Ein bekannter muslimischer Vertreter in Italien hat gefordert, dass Polygamie ein Bürgerrecht werden muss, ähnlich wie es bei gleichgeschlechtlichen Ehen der Fall ist, die das südeuropäische Land erst kürzlich erlaubt hat. Das katholisch geprägte Italien reagierte erwartungsgemäß über Parteigrenzen hinweg mit Empörung. Doch wirklich inhaltliche Argumente gegen konsensuelle Polygamie gibt es in der Debatte kaum.

„Es gibt für Italien keinen Grund polygame Ehen von mündigen Personen nicht zu akzeptieren“, schrieb Hamza Piccardo, Gründer der Union islamischer Gemeinden und Organisationen in Italien (UCOII), letzte Woche in einem umstrittenen Facebook Post.

Weiter betonte er:

„Wenn es eine Frage der Bürgerrechte ist, dann ist die Polygamie ein Bürgerrecht. Muslime stimmen homosexuellen Partnerschaften nicht zu und müssen dennoch ein System akzeptieren, das sie ermöglicht.“

Piccardos Äußerungen verursachten Aufruhr im erzkatholischen Italien, das im Bezug auf die gleichgeschlechtlichen Ehen immer noch gespalten ist.

„Jahrhunderte des Kampfes für Frauenrechte können nicht einfach bei Seite gewischt werden“, erklärte Debora Serracchiani, stellvertretende Leiterin der regierenden Demokratischen Partei (PD), der Tageszeitung Corriere della Sera. Mit mehreren Frauen verheiratet zu sein, „hat nichts mit Bürgerrechten zu tun“, fügte sie hinzu.
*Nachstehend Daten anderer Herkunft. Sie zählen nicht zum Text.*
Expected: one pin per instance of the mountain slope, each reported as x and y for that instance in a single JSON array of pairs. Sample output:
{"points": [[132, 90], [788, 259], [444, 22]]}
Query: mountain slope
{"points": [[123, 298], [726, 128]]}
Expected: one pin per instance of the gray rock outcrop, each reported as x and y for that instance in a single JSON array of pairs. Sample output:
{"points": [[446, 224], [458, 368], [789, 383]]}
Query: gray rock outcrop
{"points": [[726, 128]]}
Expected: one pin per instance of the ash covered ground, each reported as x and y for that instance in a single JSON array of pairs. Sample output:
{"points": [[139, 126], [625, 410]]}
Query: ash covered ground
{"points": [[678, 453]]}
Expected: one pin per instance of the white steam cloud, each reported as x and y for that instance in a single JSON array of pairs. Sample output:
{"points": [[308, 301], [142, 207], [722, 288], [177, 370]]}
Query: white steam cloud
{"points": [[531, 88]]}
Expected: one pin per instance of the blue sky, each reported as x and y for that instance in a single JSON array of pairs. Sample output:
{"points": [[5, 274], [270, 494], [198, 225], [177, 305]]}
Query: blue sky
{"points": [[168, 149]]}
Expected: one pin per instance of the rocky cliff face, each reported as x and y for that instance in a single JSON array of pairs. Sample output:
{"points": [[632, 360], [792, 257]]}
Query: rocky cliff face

Der EU-Abgeordnete für die Lega Nord, Paolo Grimoldi, bemerkte: „Das ist der moderate Islam, mit dem die italienische Regierung im Dialog bleiben will.“

Auch der mailändische Bürgermeister, Giuseppe Sala, intervenierte auf die Kommentare des UCOII-Vertreters, da Piccardo ein Foto zweier frischvermählter homosexueller Männer mit dem Mailänder Bürgermeister verwendete, um seinen Post zu illustrieren.

„Piccardo sagte verrückte Dinge. Nicht nur, dass ich keine Nähe zu ihm habe, ich denke, dass seine Ansichten der islamischen Welt sehr viel Schaden zufügen“, gab Sala gegenüber Askanews an.

Der UCOII Gründer setzte dann die Debatte über seine Facebook-Seite fort:

„Eine einfache Betrachtung der Rechtsphilosophie hat eine derart groteske Gegenreaktion ausgelöst, dass es schon witzig ist.“

Er bekräftigte seinen Standpunkt, dass Polygamie ein Bürgerrecht und eine Frage der „Gleichheit der Bürger vor dem Gesetz“:

„Unterschätzen Sie nicht die demografische Wirkung der Polygamie. Sie würde den Bevölkerungsrückgang und die daraus folgende Notwendigkeit ausländische Arbeitskräfte zu rekrutieren neu ausbalancieren.“

Auch im deutschsprachigem Netz hat die Forderung kontroverse Fragen aufgeworfen:

Im Mai stimmte das italienische Parlament trotz starkem Drucks der katholischen Kirche als letztes westeuropäisches Land zugunsten der Anerkennung von Lebenspartnerschaften Homosexueller und deren Ehen ohne Trauschein. Damit erhielten gleichgeschlechtliche Paare viele Rechte der Ehe, aber nicht das Recht, Kinder zu adoptieren.